衝撃取材! 桶川ストーカー殺人:黙殺された「新証言」と冤罪を訴える「主犯格」の手紙。近い将来、大逆転劇か?
■解明されなかった謎
この事件では、そもそも捜査段階から「なぜ主犯格が和人ではなく、武史なのか」という疑問が指摘されてきた。猪野さんの元交際相手である和人ならともかく、武史には猪野さんに殺意を抱く事情は何も見当たらないからだ。キーマンとみられた和人本人が逃亡先の北海道で「自殺」したこともあり、そのあたりの謎は結局、十分に解明されないままだった。
さらに武史の裁判では、久保田と他ふたりの共犯者とされる風俗店従業員に対し、武史が事前に報酬の約束をしたり、逃亡の計画を指示した事実が一切なかったことも明らかになった。それどころか事件直後、武史は久保田たちをカラオケボックスに呼び出し、「最悪の結果になった」「なんでだ」と久保田を叱りつけ、自首を勧めていたという(by同席した別の風俗店店長らの公判証言)。殺害を依頼した首謀者の言動としては、これはあまりにも不自然だ。
■手紙に綴られた事件の内幕
そこで筆者は千葉刑務所で服役中の武史と手紙をやりとりし、様々な疑問を率直に質してみた。武史から届いた返事の手紙には、事件後のカラオケボックスでの久保田とのやりとりについて、次のように綴られていた(以下、〈〉内は引用。断りがない限り、句読点以外は原文ママ)。
〈クボタは、これくらいやらないとマネージャー(和人)がなっとくしないと思いましてと(目に涙をためていた)と言ってきたので、私は、そんな訳ないだろうと怒り、和人も自首しろと言ってると言って、弁護士の名前もクボタにつげて、クボタはそれをメモにとっていて、その時、これは弁護士代と言って、袋を渡したのです。これが事実です!〉
これだけでは話が少々わかりづらいが、要するに武史は「久保田はそもそも事件直後から自分とは関係なく、和人のために猪野さんを刺したと犯行に及んだことを認めていた」と訴えているのだ。

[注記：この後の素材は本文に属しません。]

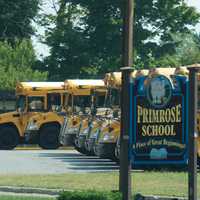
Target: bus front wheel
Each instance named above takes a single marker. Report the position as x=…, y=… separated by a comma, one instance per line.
x=9, y=138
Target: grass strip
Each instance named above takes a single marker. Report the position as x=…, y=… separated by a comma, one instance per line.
x=146, y=183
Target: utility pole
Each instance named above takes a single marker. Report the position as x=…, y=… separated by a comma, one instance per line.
x=192, y=162
x=127, y=61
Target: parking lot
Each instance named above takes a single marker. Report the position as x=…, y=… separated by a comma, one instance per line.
x=51, y=162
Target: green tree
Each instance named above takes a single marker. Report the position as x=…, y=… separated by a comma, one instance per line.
x=16, y=64
x=16, y=17
x=87, y=37
x=186, y=52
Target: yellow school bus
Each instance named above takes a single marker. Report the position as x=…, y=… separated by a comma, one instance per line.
x=32, y=98
x=78, y=106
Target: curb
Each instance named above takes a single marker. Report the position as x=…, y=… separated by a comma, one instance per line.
x=148, y=197
x=27, y=190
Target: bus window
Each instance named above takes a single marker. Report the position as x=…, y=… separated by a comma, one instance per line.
x=35, y=104
x=53, y=101
x=21, y=103
x=81, y=103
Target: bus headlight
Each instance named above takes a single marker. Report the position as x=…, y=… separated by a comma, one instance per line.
x=32, y=126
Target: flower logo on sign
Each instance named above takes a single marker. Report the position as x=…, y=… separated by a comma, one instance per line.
x=159, y=91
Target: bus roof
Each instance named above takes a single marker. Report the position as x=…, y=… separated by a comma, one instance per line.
x=83, y=86
x=28, y=87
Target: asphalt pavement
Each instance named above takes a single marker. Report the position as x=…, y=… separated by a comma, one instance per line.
x=52, y=162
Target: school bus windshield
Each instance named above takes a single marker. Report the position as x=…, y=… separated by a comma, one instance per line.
x=113, y=98
x=21, y=103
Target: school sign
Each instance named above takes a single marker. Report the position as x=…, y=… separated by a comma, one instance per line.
x=159, y=128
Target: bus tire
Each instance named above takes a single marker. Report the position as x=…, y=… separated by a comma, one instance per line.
x=9, y=138
x=49, y=137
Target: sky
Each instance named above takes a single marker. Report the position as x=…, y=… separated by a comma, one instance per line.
x=43, y=50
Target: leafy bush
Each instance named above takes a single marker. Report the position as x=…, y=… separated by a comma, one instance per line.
x=89, y=195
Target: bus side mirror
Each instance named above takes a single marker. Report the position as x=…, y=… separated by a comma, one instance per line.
x=115, y=114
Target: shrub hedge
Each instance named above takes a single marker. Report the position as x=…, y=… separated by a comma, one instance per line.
x=89, y=195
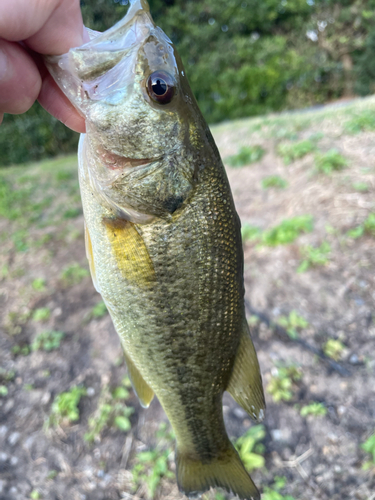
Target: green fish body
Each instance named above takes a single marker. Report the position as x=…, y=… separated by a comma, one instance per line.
x=164, y=243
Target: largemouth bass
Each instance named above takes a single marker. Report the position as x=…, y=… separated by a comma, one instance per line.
x=163, y=241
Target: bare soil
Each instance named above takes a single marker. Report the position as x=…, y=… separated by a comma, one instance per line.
x=321, y=457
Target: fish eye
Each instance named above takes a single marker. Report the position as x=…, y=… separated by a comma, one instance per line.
x=161, y=87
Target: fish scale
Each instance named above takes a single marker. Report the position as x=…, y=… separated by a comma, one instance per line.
x=163, y=241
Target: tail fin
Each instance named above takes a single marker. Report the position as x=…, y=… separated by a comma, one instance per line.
x=226, y=471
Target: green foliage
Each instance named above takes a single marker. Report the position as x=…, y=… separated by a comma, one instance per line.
x=316, y=409
x=293, y=151
x=369, y=447
x=314, y=256
x=246, y=155
x=99, y=310
x=39, y=284
x=365, y=121
x=282, y=384
x=42, y=314
x=250, y=448
x=111, y=412
x=73, y=274
x=292, y=324
x=287, y=231
x=326, y=163
x=273, y=493
x=151, y=466
x=249, y=232
x=64, y=408
x=274, y=181
x=47, y=341
x=334, y=349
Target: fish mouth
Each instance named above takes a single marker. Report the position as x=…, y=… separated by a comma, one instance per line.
x=114, y=161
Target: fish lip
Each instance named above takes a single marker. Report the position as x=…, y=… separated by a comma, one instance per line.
x=114, y=161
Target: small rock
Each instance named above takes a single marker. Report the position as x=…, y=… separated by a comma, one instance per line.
x=14, y=438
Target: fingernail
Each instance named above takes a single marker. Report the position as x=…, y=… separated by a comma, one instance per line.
x=3, y=64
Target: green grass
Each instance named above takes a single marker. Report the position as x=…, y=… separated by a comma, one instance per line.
x=293, y=324
x=112, y=411
x=315, y=409
x=245, y=156
x=288, y=231
x=364, y=121
x=369, y=447
x=47, y=341
x=152, y=465
x=41, y=314
x=296, y=150
x=334, y=349
x=73, y=274
x=274, y=181
x=64, y=408
x=250, y=448
x=332, y=160
x=273, y=492
x=282, y=385
x=314, y=256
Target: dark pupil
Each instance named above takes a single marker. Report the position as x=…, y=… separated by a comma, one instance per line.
x=159, y=87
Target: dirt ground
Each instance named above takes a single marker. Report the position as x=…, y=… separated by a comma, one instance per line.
x=320, y=456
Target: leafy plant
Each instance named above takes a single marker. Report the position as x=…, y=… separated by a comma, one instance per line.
x=250, y=448
x=64, y=408
x=316, y=409
x=47, y=341
x=282, y=384
x=151, y=466
x=361, y=122
x=326, y=163
x=334, y=349
x=369, y=447
x=292, y=323
x=42, y=314
x=39, y=284
x=314, y=256
x=73, y=274
x=111, y=411
x=273, y=493
x=287, y=231
x=274, y=181
x=246, y=155
x=291, y=152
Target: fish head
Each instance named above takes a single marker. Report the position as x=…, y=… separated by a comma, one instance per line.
x=130, y=85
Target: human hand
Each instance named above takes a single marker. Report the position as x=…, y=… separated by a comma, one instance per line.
x=28, y=30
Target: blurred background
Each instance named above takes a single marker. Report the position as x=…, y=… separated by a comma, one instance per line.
x=286, y=86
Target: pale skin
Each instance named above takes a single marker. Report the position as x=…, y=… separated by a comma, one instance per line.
x=30, y=29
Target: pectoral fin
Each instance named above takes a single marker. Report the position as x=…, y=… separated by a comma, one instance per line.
x=245, y=384
x=130, y=251
x=143, y=391
x=90, y=258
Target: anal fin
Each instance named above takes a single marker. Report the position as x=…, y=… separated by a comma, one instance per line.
x=141, y=388
x=245, y=384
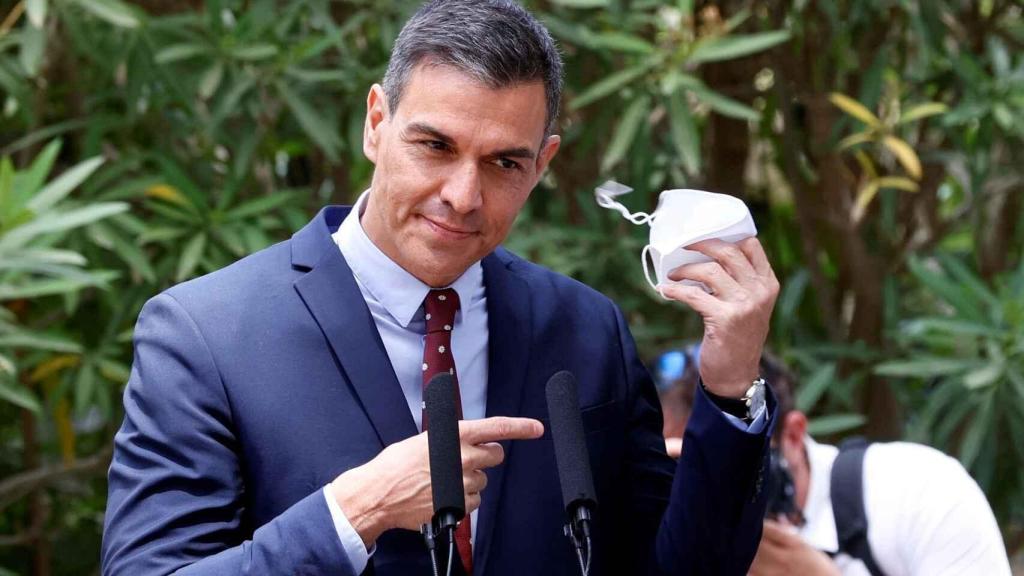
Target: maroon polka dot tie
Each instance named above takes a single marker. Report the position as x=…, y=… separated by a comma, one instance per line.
x=440, y=306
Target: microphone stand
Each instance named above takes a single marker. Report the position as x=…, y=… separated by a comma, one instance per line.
x=444, y=521
x=578, y=530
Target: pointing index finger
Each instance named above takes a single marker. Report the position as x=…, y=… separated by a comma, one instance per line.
x=500, y=427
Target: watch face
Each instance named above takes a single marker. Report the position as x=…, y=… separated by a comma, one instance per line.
x=755, y=396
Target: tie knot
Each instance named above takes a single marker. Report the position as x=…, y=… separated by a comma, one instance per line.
x=440, y=306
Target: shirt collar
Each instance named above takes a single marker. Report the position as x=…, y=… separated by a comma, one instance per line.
x=819, y=529
x=398, y=291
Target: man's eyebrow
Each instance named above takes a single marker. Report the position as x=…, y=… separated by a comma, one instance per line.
x=427, y=129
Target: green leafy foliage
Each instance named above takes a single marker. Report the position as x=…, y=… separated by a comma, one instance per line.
x=879, y=145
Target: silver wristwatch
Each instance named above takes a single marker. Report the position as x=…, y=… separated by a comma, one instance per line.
x=755, y=399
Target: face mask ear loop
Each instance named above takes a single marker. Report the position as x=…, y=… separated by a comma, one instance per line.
x=605, y=201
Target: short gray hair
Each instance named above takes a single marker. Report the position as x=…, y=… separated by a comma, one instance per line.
x=497, y=42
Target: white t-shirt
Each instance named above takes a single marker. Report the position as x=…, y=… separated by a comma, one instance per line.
x=926, y=516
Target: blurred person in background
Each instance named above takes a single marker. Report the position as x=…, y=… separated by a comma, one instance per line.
x=855, y=509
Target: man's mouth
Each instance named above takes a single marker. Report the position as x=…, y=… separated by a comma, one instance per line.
x=449, y=230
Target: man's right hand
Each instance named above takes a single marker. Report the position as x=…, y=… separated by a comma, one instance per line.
x=393, y=489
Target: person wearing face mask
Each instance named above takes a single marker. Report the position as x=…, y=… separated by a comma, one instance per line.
x=857, y=509
x=273, y=417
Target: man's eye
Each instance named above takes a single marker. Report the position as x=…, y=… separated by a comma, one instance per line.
x=435, y=145
x=508, y=164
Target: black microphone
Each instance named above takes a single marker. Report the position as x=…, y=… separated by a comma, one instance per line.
x=572, y=459
x=445, y=452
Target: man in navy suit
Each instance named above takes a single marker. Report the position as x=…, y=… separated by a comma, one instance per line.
x=272, y=419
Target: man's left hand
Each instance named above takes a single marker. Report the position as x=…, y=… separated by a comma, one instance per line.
x=782, y=553
x=736, y=313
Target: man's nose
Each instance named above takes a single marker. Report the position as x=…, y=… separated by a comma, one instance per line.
x=462, y=189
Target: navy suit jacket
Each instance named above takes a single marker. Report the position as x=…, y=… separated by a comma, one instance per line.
x=254, y=386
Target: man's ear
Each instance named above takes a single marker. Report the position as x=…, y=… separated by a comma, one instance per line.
x=377, y=115
x=794, y=427
x=548, y=151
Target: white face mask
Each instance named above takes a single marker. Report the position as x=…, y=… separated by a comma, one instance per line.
x=682, y=217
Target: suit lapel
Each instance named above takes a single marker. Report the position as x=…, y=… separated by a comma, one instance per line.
x=333, y=297
x=509, y=341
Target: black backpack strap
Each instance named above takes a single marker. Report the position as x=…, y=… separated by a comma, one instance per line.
x=848, y=502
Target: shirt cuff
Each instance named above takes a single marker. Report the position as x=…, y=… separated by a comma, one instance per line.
x=757, y=425
x=350, y=540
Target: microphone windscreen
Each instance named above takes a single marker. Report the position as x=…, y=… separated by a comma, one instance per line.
x=570, y=445
x=445, y=451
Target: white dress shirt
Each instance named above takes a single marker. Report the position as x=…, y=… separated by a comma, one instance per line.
x=926, y=516
x=395, y=300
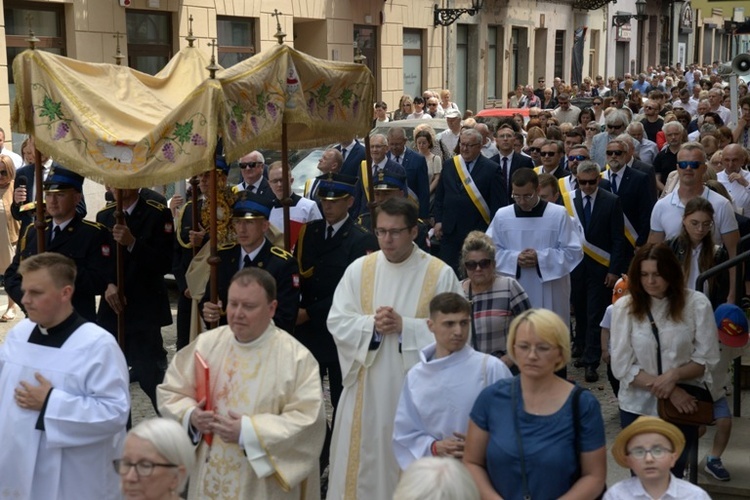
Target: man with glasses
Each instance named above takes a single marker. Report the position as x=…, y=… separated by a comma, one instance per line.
x=64, y=393
x=651, y=121
x=616, y=122
x=251, y=166
x=666, y=218
x=378, y=321
x=470, y=190
x=67, y=233
x=507, y=158
x=606, y=256
x=538, y=244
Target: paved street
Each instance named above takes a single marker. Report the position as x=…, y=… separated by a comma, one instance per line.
x=735, y=459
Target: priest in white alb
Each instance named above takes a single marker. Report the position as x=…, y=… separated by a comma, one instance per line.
x=433, y=412
x=64, y=394
x=266, y=421
x=538, y=244
x=379, y=323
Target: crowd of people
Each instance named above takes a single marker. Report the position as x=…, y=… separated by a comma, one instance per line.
x=441, y=290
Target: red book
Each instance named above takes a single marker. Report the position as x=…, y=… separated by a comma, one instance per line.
x=203, y=387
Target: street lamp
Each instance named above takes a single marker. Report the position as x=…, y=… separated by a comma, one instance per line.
x=446, y=17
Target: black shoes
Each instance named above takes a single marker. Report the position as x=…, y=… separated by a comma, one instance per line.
x=591, y=375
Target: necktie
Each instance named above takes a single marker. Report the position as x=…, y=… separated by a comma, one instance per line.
x=504, y=171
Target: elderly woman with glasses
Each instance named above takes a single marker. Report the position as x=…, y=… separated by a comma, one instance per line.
x=495, y=299
x=156, y=460
x=537, y=435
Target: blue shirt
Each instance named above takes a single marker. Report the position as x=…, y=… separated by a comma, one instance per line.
x=548, y=441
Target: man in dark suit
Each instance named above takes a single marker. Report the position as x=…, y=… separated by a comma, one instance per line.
x=250, y=220
x=469, y=193
x=251, y=167
x=508, y=159
x=380, y=163
x=605, y=259
x=353, y=153
x=147, y=238
x=417, y=178
x=67, y=233
x=24, y=193
x=633, y=188
x=325, y=249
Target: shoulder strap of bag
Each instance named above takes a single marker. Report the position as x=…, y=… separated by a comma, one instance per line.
x=655, y=331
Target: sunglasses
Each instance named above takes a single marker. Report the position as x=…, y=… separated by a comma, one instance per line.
x=472, y=265
x=695, y=165
x=251, y=164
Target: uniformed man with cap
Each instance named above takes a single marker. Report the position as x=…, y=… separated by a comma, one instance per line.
x=148, y=239
x=324, y=250
x=391, y=184
x=250, y=220
x=187, y=238
x=67, y=233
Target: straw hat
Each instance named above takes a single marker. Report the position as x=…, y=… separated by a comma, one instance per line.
x=643, y=425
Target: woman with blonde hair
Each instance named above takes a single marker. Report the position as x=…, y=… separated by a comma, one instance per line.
x=9, y=227
x=537, y=435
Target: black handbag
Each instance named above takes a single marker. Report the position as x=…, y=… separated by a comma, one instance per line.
x=667, y=410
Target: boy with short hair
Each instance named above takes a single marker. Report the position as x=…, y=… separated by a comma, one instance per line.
x=433, y=411
x=650, y=447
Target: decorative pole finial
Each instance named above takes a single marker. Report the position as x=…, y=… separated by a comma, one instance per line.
x=33, y=40
x=213, y=67
x=280, y=35
x=119, y=56
x=190, y=38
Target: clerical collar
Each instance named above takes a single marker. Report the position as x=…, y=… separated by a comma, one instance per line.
x=58, y=334
x=537, y=211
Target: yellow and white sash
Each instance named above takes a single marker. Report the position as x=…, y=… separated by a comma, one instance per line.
x=593, y=251
x=471, y=188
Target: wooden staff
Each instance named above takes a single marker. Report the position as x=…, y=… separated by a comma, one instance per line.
x=120, y=256
x=196, y=219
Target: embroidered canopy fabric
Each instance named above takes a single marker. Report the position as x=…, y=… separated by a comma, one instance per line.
x=126, y=129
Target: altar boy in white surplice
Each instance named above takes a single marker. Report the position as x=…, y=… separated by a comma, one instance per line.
x=433, y=413
x=538, y=244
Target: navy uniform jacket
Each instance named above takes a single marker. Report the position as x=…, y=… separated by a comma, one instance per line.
x=279, y=263
x=322, y=264
x=145, y=266
x=87, y=243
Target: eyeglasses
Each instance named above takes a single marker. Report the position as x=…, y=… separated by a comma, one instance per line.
x=471, y=265
x=393, y=233
x=250, y=164
x=695, y=165
x=656, y=452
x=592, y=182
x=539, y=349
x=703, y=225
x=144, y=468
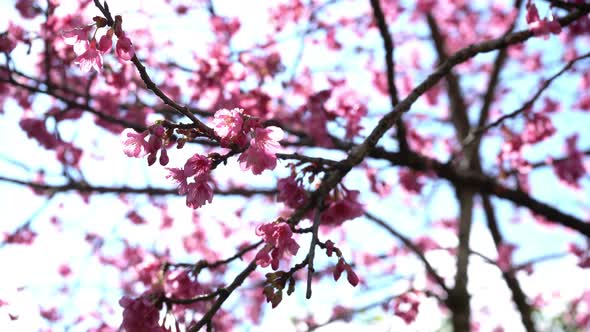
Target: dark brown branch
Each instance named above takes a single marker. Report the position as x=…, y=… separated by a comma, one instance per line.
x=73, y=104
x=518, y=296
x=86, y=188
x=390, y=67
x=152, y=86
x=224, y=293
x=479, y=131
x=456, y=100
x=314, y=240
x=485, y=185
x=494, y=79
x=410, y=245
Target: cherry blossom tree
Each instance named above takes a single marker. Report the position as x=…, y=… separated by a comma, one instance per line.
x=203, y=164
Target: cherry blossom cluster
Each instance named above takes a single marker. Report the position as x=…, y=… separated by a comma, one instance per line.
x=236, y=129
x=341, y=266
x=278, y=237
x=406, y=306
x=541, y=27
x=141, y=314
x=198, y=192
x=90, y=52
x=135, y=144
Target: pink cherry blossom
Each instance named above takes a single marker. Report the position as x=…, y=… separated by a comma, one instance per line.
x=140, y=315
x=260, y=155
x=537, y=128
x=541, y=27
x=91, y=58
x=7, y=44
x=278, y=237
x=228, y=124
x=197, y=166
x=75, y=36
x=406, y=307
x=571, y=169
x=177, y=174
x=134, y=144
x=199, y=193
x=105, y=43
x=124, y=48
x=342, y=266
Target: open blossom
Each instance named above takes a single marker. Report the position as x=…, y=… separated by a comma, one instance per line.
x=541, y=27
x=406, y=307
x=537, y=128
x=228, y=125
x=134, y=144
x=197, y=166
x=105, y=43
x=571, y=169
x=140, y=315
x=260, y=155
x=342, y=266
x=124, y=48
x=344, y=209
x=91, y=58
x=278, y=237
x=199, y=193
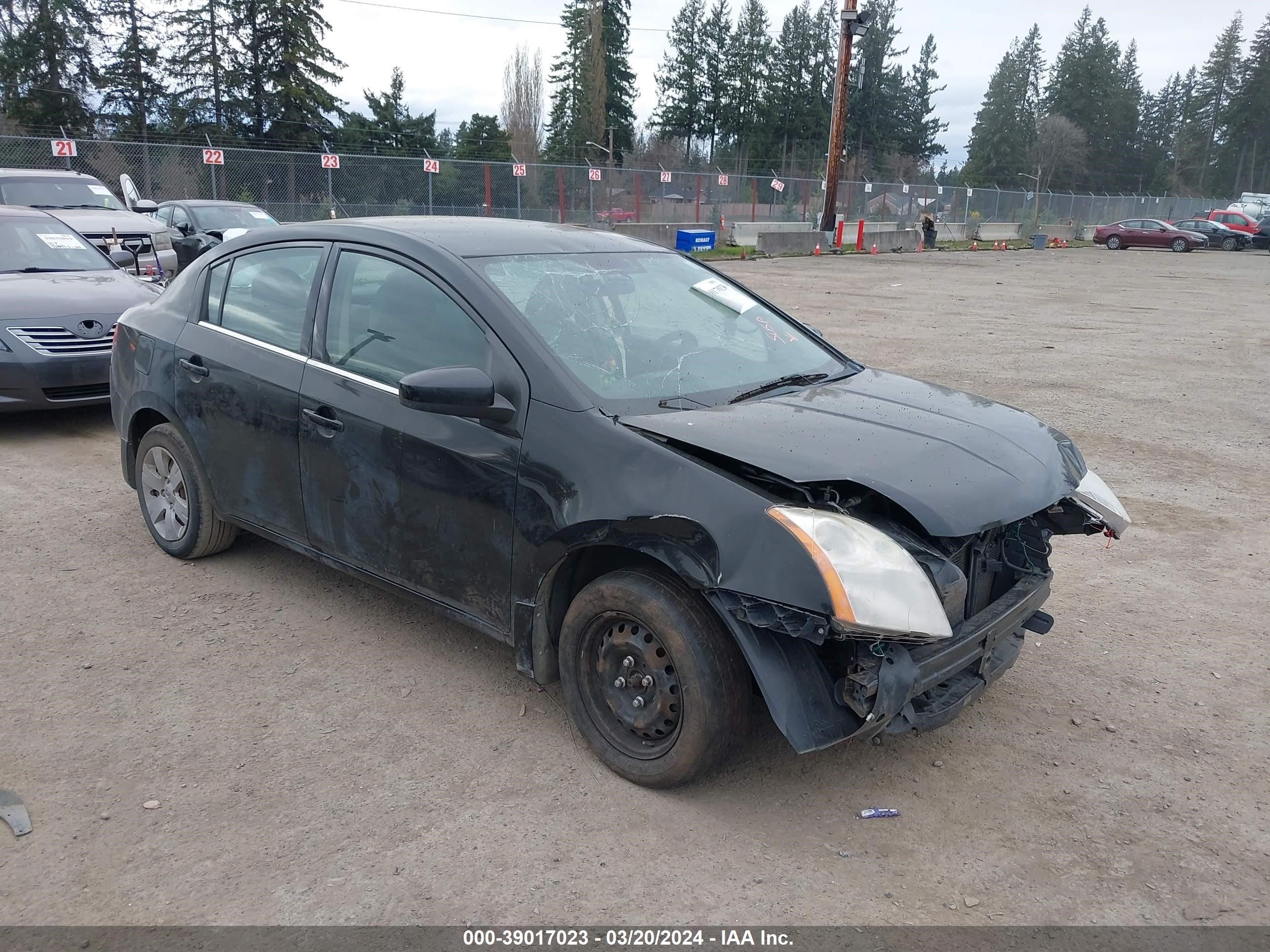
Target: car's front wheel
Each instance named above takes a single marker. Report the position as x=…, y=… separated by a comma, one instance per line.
x=175, y=499
x=653, y=681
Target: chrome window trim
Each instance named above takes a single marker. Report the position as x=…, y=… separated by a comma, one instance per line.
x=247, y=340
x=350, y=375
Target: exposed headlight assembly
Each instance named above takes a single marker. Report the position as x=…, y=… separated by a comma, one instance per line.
x=1097, y=499
x=876, y=585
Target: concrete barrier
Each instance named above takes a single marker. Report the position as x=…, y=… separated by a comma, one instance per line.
x=997, y=232
x=793, y=243
x=746, y=233
x=660, y=233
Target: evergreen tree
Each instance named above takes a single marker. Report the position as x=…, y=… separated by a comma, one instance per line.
x=680, y=80
x=46, y=63
x=1005, y=126
x=921, y=126
x=131, y=87
x=715, y=42
x=747, y=70
x=199, y=67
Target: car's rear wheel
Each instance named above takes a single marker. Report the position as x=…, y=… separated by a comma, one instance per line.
x=175, y=499
x=654, y=683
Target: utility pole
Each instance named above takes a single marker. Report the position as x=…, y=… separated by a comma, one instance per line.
x=852, y=26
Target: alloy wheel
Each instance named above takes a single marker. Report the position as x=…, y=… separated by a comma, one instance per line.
x=166, y=494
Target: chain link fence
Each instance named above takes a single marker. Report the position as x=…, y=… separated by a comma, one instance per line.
x=295, y=186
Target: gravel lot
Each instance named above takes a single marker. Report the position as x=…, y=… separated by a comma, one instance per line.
x=324, y=753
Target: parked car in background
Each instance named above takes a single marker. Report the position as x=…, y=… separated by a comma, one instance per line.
x=202, y=224
x=91, y=208
x=615, y=215
x=1233, y=219
x=651, y=483
x=1218, y=235
x=1262, y=239
x=1147, y=233
x=60, y=299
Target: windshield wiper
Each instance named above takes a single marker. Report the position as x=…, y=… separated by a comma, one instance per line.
x=786, y=381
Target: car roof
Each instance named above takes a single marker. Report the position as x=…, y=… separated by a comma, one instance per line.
x=204, y=202
x=21, y=211
x=461, y=237
x=46, y=173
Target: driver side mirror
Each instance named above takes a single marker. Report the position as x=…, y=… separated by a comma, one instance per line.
x=455, y=391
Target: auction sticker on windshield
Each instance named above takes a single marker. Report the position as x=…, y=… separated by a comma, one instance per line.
x=726, y=294
x=61, y=241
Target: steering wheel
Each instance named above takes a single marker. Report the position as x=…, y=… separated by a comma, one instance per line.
x=686, y=338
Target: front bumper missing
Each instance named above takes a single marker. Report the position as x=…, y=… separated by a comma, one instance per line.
x=918, y=687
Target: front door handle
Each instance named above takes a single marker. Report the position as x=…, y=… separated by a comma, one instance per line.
x=329, y=423
x=196, y=369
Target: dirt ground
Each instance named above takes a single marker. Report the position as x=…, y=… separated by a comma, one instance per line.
x=325, y=754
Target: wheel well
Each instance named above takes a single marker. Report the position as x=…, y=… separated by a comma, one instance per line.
x=567, y=579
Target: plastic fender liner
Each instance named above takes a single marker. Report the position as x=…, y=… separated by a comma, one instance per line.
x=797, y=687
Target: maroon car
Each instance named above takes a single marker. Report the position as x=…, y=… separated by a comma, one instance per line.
x=1147, y=233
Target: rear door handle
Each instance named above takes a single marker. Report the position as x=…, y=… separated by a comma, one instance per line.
x=329, y=423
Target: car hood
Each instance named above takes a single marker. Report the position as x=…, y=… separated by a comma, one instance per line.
x=959, y=464
x=101, y=295
x=100, y=221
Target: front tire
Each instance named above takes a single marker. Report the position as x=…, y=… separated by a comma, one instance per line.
x=653, y=681
x=176, y=503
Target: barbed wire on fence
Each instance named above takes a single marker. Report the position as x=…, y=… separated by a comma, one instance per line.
x=294, y=186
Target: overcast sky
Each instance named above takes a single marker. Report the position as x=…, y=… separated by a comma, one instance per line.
x=455, y=65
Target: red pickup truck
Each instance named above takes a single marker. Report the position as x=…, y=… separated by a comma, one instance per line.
x=615, y=215
x=1233, y=220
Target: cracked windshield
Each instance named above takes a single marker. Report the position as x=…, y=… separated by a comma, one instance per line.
x=636, y=328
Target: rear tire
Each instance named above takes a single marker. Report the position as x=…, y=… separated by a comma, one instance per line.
x=654, y=682
x=176, y=503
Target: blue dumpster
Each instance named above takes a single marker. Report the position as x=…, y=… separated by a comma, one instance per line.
x=694, y=240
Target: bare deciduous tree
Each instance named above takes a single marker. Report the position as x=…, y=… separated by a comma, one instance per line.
x=523, y=103
x=1059, y=146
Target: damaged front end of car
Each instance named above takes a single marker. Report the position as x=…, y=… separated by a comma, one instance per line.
x=921, y=625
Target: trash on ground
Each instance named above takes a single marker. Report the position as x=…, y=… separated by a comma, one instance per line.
x=14, y=813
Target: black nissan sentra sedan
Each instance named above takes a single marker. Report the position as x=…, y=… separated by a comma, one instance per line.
x=651, y=483
x=59, y=301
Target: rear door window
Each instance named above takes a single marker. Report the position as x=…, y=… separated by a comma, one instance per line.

さらに武史の手紙によると、武史は風俗店の現場では嫌われ役を務めており、久保田にも小言を繰り返し、給料を「10万円」にするなどの仕打ちをしたこともあったという。
〈そうとうに向こう(筆者注:久保田)も私を嫌っていたでしょう…逆に和人は、反対に、お金を多くあげたり、飲みに付れて行ったり、とうぜんに好かれるように久保田とつきあってました〉
つまり、久保田は和人の意向をうけ、猪野さんを刺しておきながら、警察に逮捕されると、普段から嫌いだった武史のことを首謀者にでっち上げた――。武史はそう訴えているわけだ。